社内失業者の割合については、内閣府の2011年の調査では8.5%にあたる465万人が該当し、リクルートの調査では、このままの推移だと2025年には415万人が雇用保蔵者として該当するとの予測データが出ています。

2025年の雇用者に占める雇用保蔵者数
出典元『リクルートワークス研究所』2025年 働くを再発明する時代がやってくる

大企業となると総合職採用がメインになることが原因の1つと考えられます。総合職では具体的な職務が決まっていません。そのため実力が育ってない社員が社内で「浮いてしまう」ケースがありえるのですが、そうした人材を法律によって簡単に解雇できないこともあって「社内失業」状態にならざるを得ないということが起こっています。

採用活動では短期的な視点以上に、長期的な視点を持つことが大切です。会社にとって利益をもたらしてくれる人材こそ狙うべきであり、その観点からすれば「すぐ辞める人材」や「就労意識が低い人材」というのは大きなリスクを抱えていると見なせます。

以上を踏まえ、この記事では「採るべき人材」と「採ってはいけない人材」の特徴とその理由を紹介します。

採用選考で採るべき人の特徴とは

採るべきかどうかの判断ポイントとなるのは、その人物が会社利益に対してどのような貢献が期待できるか、具体的に見えるかどうかと言えるでしょう。新卒採用か中途採用で評価方法・評価ポイントは変わってきますが、正社員として採用するなら中長期的な視点に立って判断することが大切です。

採るべき人材の特徴として、まずは「辞めない」ことが挙げられます。もちろん、実際に入社するまでは本当に辞めないのかはわかりません。しかし、業界・業種未経験の若手人材や、異業種からの転職者であれば「戦力になるまでの投資期間」を想定して採用すべきです。最低3年は在籍してくれないと、その採用は赤字になります。採用・教育にかかるコストの回収が期待できるかどうかは、採用すべきか否かの重要な判断基準になり得ます。

1つのことを辞めずに続けられる人材は、業務に関する知識ゼロからはじめても、業務を通してその仕事のやりがいを積極的に見いだせる力が期待できます。例えば「学生時代に何か1つでも自信を持ってやりきった経験」を詳細かつ具体的に話せる人物は、採るべき人材の要件を満たしていると考えることもできます。

採用選考で採ってはいけない人の特徴とは

採ってはいけない人とは、会社に不利益・損害を与えうる人物です。冒頭でも詳しく述べた「早期離職」や「社内失業」に該当するものは、もっとも避けたい人の代表格だと言えます。

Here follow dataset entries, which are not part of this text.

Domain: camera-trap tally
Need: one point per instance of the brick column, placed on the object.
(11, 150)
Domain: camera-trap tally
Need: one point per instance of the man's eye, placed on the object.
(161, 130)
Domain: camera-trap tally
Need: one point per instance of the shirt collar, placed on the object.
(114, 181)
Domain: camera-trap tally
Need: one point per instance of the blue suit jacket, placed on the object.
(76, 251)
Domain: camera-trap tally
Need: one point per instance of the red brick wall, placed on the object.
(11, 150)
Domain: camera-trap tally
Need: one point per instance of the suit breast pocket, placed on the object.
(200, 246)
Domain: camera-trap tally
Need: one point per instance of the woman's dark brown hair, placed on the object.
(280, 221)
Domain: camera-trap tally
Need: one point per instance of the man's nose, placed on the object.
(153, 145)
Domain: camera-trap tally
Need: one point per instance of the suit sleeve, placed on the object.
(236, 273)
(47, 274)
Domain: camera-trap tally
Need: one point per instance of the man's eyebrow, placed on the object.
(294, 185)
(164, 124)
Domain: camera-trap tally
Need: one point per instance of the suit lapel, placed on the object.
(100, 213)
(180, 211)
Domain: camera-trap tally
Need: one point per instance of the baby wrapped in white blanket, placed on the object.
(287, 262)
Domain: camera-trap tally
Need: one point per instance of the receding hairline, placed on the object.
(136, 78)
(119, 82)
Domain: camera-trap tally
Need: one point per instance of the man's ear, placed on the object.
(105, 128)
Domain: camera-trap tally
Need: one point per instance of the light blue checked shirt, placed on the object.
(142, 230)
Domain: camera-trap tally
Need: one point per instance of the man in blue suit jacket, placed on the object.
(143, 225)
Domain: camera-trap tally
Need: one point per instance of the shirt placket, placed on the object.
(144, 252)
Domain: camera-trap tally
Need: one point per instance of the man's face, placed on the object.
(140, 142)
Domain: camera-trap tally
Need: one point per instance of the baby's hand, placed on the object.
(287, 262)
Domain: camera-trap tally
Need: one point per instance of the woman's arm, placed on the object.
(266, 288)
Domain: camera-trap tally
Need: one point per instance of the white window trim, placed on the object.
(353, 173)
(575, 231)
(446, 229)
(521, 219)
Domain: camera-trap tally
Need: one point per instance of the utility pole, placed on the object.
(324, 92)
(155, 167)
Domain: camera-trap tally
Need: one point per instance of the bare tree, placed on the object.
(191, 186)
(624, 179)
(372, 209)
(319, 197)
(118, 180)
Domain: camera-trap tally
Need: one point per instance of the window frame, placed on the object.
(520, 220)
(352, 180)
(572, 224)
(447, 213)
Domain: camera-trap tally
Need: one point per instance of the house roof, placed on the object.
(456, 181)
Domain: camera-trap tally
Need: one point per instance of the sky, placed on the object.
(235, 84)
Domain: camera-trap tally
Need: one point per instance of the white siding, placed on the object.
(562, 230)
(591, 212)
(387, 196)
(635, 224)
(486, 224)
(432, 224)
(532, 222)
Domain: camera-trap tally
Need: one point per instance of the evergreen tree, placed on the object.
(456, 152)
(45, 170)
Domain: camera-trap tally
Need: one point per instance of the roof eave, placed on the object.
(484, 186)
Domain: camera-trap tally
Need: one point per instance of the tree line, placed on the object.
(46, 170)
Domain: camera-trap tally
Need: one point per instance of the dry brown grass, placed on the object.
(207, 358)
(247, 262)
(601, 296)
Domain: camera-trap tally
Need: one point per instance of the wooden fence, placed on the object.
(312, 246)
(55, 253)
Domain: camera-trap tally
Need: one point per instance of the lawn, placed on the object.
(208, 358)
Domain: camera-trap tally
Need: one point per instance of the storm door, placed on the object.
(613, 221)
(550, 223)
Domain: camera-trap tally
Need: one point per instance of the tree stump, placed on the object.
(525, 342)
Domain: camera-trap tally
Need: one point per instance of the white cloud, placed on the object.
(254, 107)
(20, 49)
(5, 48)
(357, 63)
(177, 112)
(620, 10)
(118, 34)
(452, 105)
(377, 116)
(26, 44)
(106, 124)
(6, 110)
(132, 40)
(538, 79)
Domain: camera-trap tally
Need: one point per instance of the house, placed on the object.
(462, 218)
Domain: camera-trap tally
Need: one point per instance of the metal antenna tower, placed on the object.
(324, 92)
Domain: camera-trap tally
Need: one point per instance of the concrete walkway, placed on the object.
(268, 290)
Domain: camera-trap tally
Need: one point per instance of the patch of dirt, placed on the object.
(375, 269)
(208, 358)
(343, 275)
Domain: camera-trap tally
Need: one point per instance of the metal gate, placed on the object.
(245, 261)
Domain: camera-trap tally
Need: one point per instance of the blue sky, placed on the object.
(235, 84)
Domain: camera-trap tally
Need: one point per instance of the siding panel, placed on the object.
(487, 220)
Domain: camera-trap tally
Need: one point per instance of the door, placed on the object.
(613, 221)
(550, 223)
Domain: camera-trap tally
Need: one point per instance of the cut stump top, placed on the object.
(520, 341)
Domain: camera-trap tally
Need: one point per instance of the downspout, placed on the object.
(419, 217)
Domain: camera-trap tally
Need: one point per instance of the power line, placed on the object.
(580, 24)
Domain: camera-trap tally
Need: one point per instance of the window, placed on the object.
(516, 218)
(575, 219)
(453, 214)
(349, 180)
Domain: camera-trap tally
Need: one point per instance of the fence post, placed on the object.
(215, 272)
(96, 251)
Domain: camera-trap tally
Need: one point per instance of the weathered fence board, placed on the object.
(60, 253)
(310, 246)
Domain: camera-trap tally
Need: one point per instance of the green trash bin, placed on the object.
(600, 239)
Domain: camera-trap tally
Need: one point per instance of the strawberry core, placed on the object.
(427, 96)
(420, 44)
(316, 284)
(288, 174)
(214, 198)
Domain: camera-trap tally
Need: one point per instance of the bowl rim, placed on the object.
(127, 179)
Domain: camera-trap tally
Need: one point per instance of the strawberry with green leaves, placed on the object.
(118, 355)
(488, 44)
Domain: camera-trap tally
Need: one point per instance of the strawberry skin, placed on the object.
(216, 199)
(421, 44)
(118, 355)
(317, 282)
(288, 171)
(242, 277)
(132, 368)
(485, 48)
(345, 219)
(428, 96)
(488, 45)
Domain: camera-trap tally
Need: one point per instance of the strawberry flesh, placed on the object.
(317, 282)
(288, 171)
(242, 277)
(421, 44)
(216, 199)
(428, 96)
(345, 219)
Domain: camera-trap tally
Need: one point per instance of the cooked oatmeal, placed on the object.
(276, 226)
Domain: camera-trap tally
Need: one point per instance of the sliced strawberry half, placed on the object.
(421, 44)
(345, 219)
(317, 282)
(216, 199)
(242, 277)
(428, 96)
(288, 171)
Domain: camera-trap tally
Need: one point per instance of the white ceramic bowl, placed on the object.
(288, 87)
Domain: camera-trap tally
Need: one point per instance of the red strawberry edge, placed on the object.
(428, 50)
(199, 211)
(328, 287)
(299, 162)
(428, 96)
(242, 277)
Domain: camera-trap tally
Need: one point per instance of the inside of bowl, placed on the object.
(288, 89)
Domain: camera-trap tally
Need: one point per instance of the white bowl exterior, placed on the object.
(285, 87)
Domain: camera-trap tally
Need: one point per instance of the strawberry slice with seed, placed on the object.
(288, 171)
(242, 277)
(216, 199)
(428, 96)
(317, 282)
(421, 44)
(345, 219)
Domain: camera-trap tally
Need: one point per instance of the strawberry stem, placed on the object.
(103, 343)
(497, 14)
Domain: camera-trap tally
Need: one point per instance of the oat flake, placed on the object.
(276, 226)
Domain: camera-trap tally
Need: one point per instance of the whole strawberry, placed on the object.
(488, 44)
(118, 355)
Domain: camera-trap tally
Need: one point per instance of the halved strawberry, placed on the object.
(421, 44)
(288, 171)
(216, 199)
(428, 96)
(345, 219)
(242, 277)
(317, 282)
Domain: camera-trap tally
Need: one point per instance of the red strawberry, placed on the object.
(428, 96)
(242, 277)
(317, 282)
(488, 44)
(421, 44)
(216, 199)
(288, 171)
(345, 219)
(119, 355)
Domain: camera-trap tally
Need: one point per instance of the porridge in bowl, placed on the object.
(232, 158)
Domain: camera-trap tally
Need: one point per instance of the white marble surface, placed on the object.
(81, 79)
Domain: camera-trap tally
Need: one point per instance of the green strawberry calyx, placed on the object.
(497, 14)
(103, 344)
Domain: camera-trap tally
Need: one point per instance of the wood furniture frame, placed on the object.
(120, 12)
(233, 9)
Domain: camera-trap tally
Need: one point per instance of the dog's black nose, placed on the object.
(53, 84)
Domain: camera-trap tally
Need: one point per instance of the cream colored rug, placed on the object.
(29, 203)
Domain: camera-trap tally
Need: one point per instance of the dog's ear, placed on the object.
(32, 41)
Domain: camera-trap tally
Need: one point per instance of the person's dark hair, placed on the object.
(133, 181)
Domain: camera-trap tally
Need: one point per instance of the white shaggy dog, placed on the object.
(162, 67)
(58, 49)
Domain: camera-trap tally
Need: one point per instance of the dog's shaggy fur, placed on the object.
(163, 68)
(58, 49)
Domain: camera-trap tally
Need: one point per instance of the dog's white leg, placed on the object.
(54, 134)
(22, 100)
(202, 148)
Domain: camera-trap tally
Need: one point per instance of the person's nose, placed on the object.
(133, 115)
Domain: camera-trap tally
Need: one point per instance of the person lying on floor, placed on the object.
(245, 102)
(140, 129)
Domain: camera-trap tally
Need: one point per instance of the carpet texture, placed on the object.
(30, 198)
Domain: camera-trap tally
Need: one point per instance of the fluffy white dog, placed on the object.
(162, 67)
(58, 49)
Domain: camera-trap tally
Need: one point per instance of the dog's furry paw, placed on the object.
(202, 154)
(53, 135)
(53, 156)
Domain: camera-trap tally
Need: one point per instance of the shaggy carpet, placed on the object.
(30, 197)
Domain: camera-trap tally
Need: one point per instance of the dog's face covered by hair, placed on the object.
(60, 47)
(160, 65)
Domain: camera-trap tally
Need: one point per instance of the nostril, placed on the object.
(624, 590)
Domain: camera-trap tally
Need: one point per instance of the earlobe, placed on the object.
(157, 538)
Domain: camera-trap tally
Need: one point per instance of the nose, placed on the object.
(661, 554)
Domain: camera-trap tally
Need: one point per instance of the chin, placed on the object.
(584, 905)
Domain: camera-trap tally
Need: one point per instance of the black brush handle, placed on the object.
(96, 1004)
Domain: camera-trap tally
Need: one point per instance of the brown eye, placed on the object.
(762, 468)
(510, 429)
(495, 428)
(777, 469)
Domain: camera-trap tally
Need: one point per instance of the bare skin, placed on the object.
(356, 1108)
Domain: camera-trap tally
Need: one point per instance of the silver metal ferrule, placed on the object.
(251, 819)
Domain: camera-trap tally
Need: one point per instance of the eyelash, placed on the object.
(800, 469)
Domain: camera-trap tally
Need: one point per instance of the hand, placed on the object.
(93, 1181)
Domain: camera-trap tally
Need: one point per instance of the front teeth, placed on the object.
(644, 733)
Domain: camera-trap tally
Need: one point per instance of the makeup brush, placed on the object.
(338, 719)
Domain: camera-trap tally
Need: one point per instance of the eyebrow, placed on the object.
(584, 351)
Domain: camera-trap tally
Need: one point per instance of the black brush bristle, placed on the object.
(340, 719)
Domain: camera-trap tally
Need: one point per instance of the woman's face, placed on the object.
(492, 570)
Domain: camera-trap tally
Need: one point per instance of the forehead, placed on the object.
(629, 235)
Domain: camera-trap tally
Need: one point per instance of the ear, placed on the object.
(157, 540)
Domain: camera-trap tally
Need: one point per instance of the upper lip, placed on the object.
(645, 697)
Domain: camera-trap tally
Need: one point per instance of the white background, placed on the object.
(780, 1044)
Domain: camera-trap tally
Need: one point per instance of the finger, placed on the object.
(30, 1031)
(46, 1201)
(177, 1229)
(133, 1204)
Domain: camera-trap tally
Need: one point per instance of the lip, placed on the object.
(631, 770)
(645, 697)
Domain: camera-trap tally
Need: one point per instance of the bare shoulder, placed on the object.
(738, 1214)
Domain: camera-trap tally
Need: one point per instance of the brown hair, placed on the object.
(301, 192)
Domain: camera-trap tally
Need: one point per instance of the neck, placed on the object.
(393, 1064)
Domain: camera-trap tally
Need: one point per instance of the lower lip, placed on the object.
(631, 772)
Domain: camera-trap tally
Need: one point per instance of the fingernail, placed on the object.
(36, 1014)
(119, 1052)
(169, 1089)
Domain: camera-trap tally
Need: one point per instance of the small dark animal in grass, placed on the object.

特に注意したいのが「会社と価値観や考え方を共有できない人」です。不一致があるにも関わらず採用してしまうことを「採用ミスマッチ」と言い、会社に余計な出費が出るだけでなく、現在働いている従業員への悪影響も懸念され、生産性の著しい低下につながりかねません。今いる従業員がより快適に働ける環境づくりにも具体的に取り組んでいく必要があるでしょう。

人間関係に目を向けたとき、「個人対個人」という最小単位のコミュニケーションがまずあると気づきます。社会心理学のある研究によれば、「人間は似た者同士が惹かれ合う」ということが主張されていて、「個人対個人」の関係性についての基本的なモデルとなっています。類は友を呼び、価値観の違いによって恋人が別れるようなものです。

「個人対組織」であればどうでしょうか?実のところ、大きな違いはありません。性格・価値観が似た組織に属してる方が離職率は低いということが、実証研究によって明らかになっています。

性格や価値観といったものはそう簡単に変えられるものではないが故に、採用時にこうした側面の見極めを重視し、採用ミスマッチが起こらないようにすることが重要なのです。

評価ポイントを明確にし、社内で共有する

採用活動を成功させるためには、採るべき人と採ってはいけない人を明確にする必要があります。どのような要件がマストなのかを具体的に考え、過去や現在に在籍している社員のデータを分析するなどして採用要件定義を細かく行っていくことが大切です。

プロセスで採っても良い人材をMUST要件に、採るべき人をWANT要件に、採ってはいけない人をNEGATIVE要件へと落とし込んで見ると、客観性が出てくるので社内での評価基準を共有しやすくなります。

採用選考プロセスでどのように見極めるのかを明確にすることで、効率的かつ効果的な採用活動を実施できるようになります。